MANILA (AFP) - Philippine President Rodrigo Duterte on Wednesday (Aug 2) defended a police raid that killed a mayor whom he had linked to narcotics trafficking along with 14 others.
Duterte has repeatedly defended police prosecuting his deadly war on drugs while singling out officials as "narco-politicians". Three mayors have been shot dead after he accused them of involvement in the drug trade.
Rights groups and some lawmakers have called for an investigation into the killing of Reynaldo Parojinog, mayor of the southern city of Ozamiz on Mindanao island, and the 14 others in a raid on his home Sunday.
Duterte rejected criticism of the raid, including why it was conducted at night.
"The police can go there any time convenient for them to arrest (him). And I will stand by the police," Duterte said in a speech.
"I will answer for it. I will say I ordered it. Why go after the police? Who would be stupid enough to carry a (drug) business in daylight?"
Duterte, 72, has launched an unprecedented crackdown on crime that is popular with many Filipinos but has drawn international criticism.
Since he took office just over a year ago, police have reported killing nearly 3,200 people in the drug war. More than 2,000 other people have been killed in drug-related crimes, according to police data.
Rights groups say Duterte may be overseeing a crime against humanity.
Duterte named Parojinog last year as being among mayors, policemen and judges who were involved in drug trafficking.
In Sunday's raid, police said a firefight occurred after the Parojinogs shot at them - a claim denied by the family's camp. None of the officers were hurt, apart from one who sustained a minor injury.

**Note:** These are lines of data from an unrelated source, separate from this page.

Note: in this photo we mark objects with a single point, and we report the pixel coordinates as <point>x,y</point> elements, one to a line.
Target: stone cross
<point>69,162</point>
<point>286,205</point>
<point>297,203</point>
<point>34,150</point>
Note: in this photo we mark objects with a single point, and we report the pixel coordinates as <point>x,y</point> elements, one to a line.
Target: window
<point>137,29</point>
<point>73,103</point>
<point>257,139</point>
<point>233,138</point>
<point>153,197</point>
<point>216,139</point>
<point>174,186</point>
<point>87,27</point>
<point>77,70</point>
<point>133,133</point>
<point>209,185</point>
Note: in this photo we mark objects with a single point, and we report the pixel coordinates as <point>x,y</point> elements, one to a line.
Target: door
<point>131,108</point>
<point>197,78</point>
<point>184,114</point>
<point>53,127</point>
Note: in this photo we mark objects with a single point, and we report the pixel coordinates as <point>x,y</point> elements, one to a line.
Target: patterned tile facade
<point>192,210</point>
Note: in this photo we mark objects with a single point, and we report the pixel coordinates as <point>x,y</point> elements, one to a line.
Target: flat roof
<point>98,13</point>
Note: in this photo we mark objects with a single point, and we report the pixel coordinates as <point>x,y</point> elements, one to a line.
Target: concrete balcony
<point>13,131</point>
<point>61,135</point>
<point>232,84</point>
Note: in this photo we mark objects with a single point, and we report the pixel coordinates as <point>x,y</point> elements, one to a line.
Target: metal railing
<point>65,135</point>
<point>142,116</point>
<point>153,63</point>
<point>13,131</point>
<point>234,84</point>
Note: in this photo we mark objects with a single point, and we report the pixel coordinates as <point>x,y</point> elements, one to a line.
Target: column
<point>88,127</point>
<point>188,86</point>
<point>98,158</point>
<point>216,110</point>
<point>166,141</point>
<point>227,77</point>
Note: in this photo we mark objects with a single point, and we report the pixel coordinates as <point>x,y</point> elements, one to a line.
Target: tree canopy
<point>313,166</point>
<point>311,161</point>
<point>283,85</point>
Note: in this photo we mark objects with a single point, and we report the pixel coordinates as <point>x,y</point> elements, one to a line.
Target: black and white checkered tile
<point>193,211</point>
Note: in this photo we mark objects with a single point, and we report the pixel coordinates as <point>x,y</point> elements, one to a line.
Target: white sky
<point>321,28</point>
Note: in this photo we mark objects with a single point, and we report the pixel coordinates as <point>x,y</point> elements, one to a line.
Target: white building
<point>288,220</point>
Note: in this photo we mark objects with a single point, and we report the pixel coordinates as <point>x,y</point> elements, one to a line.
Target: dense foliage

Several lawmakers and Human Rights Watch questioned the circumstances surrounding the raid, with top Duterte critic Senator Leila De Lima calling it a "massacre".
On Wednesday, Duterte said he had met mayors in the presidential palace to warn them to stop drug trafficking.
Duterte hinted at the Parojinogs' reputation of allegedly leading a gang responsible for bank robberies.
"They were running the city as if it was a feudal state of the family," he said.
Duterte also lashed out at critics, including his predecessor Benigno Aquino who had questioned the effectiveness of his drug war.
"Go ahead and enter the drug trade, PNoy, and I will cut off your head," Duterte said, using Aquino's nickname.